Buijsman zingt de blues
Door Wijbrand Schaap
Tiel
Een stad zonder rivier is geen stad. Het is ieder geval geen stad waar je je op zijn stads groots en ellendig kunt voelen. En waar anders dan aan de kade moet je in een stad je sores kwijt? Om even, midden tussen al het stadsgewoel, uitzicht te kunnen hebben, daarvoor moet je dus naar een plek als de kop van Rotterdamse Mullerpier op een herfstige nacht. Terwijl de straffe westenwind vage luchten van de Noordzee aanvoert en de lichtjes van de ECT je vertellen dat het leven altijd doorgaat, ook al heeft je wijf je net laten zitten. En dat er dan op een paar meter van je vandaan opeens een schorre saxofoon begint te spelen. Zo'n gevoel.

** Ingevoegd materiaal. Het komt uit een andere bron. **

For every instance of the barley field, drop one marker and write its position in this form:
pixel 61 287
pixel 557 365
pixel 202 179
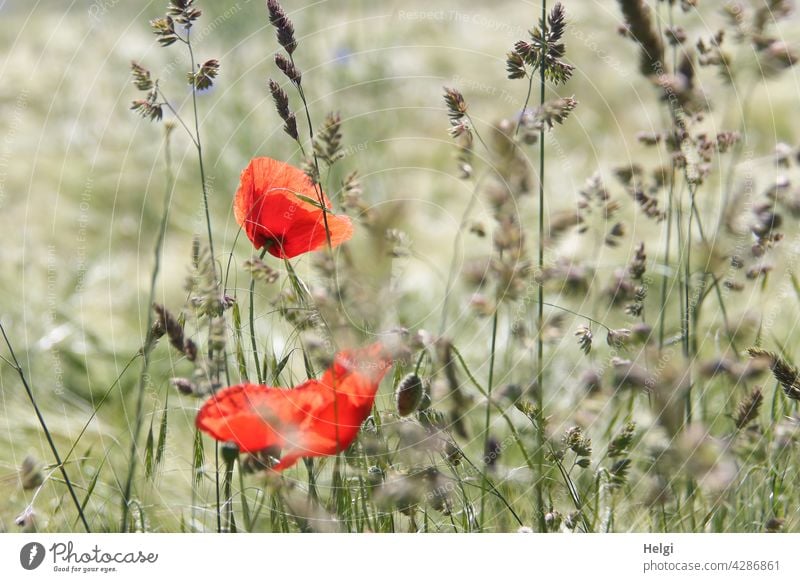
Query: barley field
pixel 449 266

Tot voor kort moest je daarvoor ook daadwerkelijk naar Rotterdam komen. En dan ook echt aan de Mullerpier gaan zitten. John Buijsman heeft er nu echter voor gezorgd dat je dat gevoel ook in – doe maar eens gek – Tiel kunt beleven. Ook al is de Waal de Maas niet en ruikt de mist er niet naar Shell, toch weet Buijsman je mee te nemen in de Grotestadsblues van eenzame drinkebroers, hoerenlopers en verzopen kantoorklerken.

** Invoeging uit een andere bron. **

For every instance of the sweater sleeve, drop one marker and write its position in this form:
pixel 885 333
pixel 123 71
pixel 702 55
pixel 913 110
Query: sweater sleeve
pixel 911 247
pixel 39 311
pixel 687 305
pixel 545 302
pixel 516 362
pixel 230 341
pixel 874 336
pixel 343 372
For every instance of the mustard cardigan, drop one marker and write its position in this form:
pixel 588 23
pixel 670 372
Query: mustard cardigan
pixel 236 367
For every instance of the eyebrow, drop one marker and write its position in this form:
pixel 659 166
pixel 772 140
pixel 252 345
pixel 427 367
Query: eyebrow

In 'Een nacht uit het leven van de stad' brengt Buijsman zijn persoonlijkste programma tot nu toe, en dat is mooi. Als een echte crooner zingt hij de blues, begeleid door sax-grootheid Keimpe de Jong. En dan gaat hij moeiteloos over in een verhaal van een eenzame ziel, gesproken, maar niet minder bluesy dan het lied wat hij daarvoor, met veelal hoge, hese stem, zong. Het is kwetsbaar wat Buijsman doet, dit stuk over vaders en zonen, en het siert hem dat hij niet gaat voor het grote gebaar of het cabareteske effect.
De verhalen, geschreven door grootheden als Ko van den Bosch, Marcel Möring en Maria Goos, zijn niet allemaal even origineel, en hebben soms een wat te hoog Dik Trom-gehalte, maar dat wordt allemaal goedgemaakt door de lange surrealistische stervensmonoloog aan het einde. Zelden hoorde ik tachtig jaar stadsgeschiedenis zo mooi verwoord als in dit rochelend uitgesproken prozagedicht. En dan kun je overal wel een traantje wegpinken. Zelfs in Tiel. Of Barendrecht.